Sebagai indeks perkembangan bahasa seorang anak dapat dinyatakan dengan
MLU (Mean Length of Utterance), yaitu jumlah elemen yang mengandung arti dalam
kalimat yang diucapkan seorang anak. Elemen yang ini dapat berupa perkataan dapat
pula berupa hal-hal lain seperti indikator plural – s, misalnya: bal’s. kata balls ini
mengandung dua elemen yang berarti, yaitu ball dan s. Dengan kata lain, MLU adalah
6
panjangan rata-rata kalimat dari tuturan anak dalam morfem. Secara empiris, bila
MLU si anak meningkat, maka bentuk sintaksis akan lebih kampleks konstruksinya.
Pada tahap l setelah jumlah kalimat satu kata dan kalimat dua kata kurang
lebih sama, maka MLU yang diperoleh kurang lebih 1.5. Untuk bahasa-bahasa yang
memakai system infleksi, infleksi pertama muncul menakala MLU telah mencapai
2.0. Infleksi ini baru mulai dikuasai pada tahap ll (Brown) yang mencapai MLU telah
mencapai 2.0 – 2.5. Namun, karena proses perkembangan cukup panjang jalannya,
maka penguasaan yang penuh baru terjadi apabila MLU melampaui 4.0.
III. Penutup
Berdasarkan pembahasan yang telah diuraikan pada bab II dapat di simpulkan sebagai
berikut:
a. Anak sudah mulai memproduksi bunyi-bunyi yang mirip ujaran pada umur 5 dan 6
bulan. Kemudian anak mengalami sebuah periode yang disebut periode bablling
(mengoceh).
b. Untuk memahami suatu makna kata, anak-anak harus belajar mengerti arti dari kata-
kata dengan mengembangkan suatu kamus arti kata-kata.

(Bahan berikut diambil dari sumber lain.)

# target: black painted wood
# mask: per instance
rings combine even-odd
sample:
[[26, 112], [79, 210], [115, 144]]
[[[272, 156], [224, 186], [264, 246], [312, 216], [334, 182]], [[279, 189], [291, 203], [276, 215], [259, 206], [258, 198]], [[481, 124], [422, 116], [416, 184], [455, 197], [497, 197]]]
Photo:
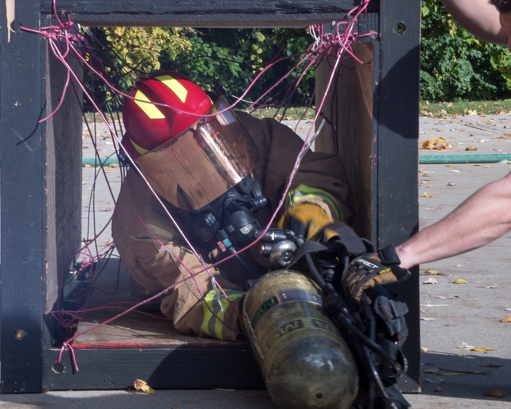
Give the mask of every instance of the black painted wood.
[[[40, 391], [42, 305], [47, 230], [45, 44], [9, 33], [0, 7], [2, 391]], [[39, 3], [16, 4], [18, 21], [38, 27]], [[15, 29], [17, 22], [12, 25]], [[16, 336], [17, 335], [17, 337]]]
[[[359, 2], [233, 0], [222, 2], [220, 9], [214, 0], [57, 3], [59, 13], [69, 13], [73, 21], [90, 25], [236, 27], [296, 27], [309, 21], [336, 19]], [[14, 32], [10, 40], [6, 9], [0, 8], [1, 391], [124, 388], [137, 377], [145, 378], [151, 384], [153, 374], [160, 374], [160, 380], [155, 378], [157, 388], [261, 387], [261, 379], [249, 375], [257, 366], [248, 349], [80, 350], [76, 351], [80, 371], [73, 374], [68, 355], [67, 372], [56, 374], [52, 370], [58, 351], [50, 348], [52, 330], [47, 327], [42, 308], [49, 232], [46, 125], [37, 124], [47, 100], [45, 46], [37, 35], [21, 32], [17, 27], [21, 24], [37, 28], [41, 15], [48, 25], [51, 6], [49, 0], [42, 4], [33, 0], [17, 3]], [[373, 197], [376, 228], [373, 231], [374, 239], [382, 246], [406, 238], [416, 228], [418, 220], [420, 2], [381, 0], [379, 7], [379, 2], [372, 3], [371, 9], [380, 18], [379, 53], [375, 56], [379, 70], [375, 76]], [[179, 13], [182, 14], [178, 15]], [[406, 26], [402, 32], [399, 23]], [[416, 280], [410, 280], [402, 287], [412, 306], [408, 317], [411, 334], [407, 346], [410, 350], [406, 352], [410, 368], [404, 382], [404, 389], [408, 392], [416, 390], [419, 374], [417, 284]], [[18, 339], [16, 333], [26, 335]], [[232, 367], [222, 366], [226, 361]], [[134, 373], [134, 367], [141, 368], [140, 377]], [[190, 372], [185, 372], [186, 368]], [[225, 370], [219, 372], [220, 368]], [[180, 370], [177, 376], [168, 376], [175, 373], [176, 368]], [[198, 371], [201, 376], [197, 376]], [[212, 384], [212, 379], [217, 383]]]
[[[145, 26], [174, 27], [305, 27], [338, 20], [360, 0], [227, 0], [194, 2], [110, 2], [88, 0], [58, 3], [57, 12], [89, 26]], [[376, 10], [374, 1], [370, 11]], [[41, 4], [52, 14], [52, 2]]]
[[[57, 11], [61, 14], [134, 14], [143, 20], [147, 15], [168, 14], [316, 14], [323, 13], [340, 13], [351, 10], [360, 4], [360, 0], [181, 0], [155, 2], [141, 0], [138, 2], [103, 0], [59, 0]], [[375, 9], [376, 2], [371, 8]], [[52, 2], [41, 2], [43, 14], [53, 12]], [[115, 18], [114, 17], [113, 18]]]
[[[373, 179], [372, 219], [373, 240], [381, 248], [403, 242], [418, 229], [421, 2], [382, 0], [379, 15], [374, 107], [378, 170]], [[400, 384], [407, 392], [420, 389], [419, 275], [413, 277], [397, 288], [410, 309], [406, 315], [410, 335], [404, 350], [409, 369]]]
[[247, 344], [233, 348], [75, 350], [79, 371], [68, 352], [63, 370], [55, 365], [59, 350], [43, 353], [44, 389], [127, 389], [136, 379], [155, 389], [264, 389], [264, 382]]

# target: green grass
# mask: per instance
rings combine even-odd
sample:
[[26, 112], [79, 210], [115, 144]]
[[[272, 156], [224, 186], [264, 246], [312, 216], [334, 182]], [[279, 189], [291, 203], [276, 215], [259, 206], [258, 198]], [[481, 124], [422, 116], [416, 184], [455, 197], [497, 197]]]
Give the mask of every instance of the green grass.
[[422, 116], [444, 118], [459, 115], [495, 115], [511, 112], [511, 99], [500, 101], [458, 101], [453, 102], [421, 101]]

c. Dalam perkembangan semantik pada anak ada beberapa hal penting yaitu over
extension, under extension, meaning with no overlap.
d. Pada perkembangan sintaksis, anak pada awalnya baru dapat memproduksi kalimat
satu kata, kemudian kalimat dua kata, sampai pada kalimat yang lebih kompleks yang
dapat dimengerti oleh orang dewasa.
e. Perkembangan bahasa anak dapat dinyatakan dengan MLU (mean Length of
Utterance), yakni jumlah elemen yang mengandung arti dalam kalimat yang
diucapkan anak.
DATAR PUSTAKA
Mar’at, S., Psikolinguistik: Suatu Pengantar, Bandung: PT. Refika Aditama, 2005.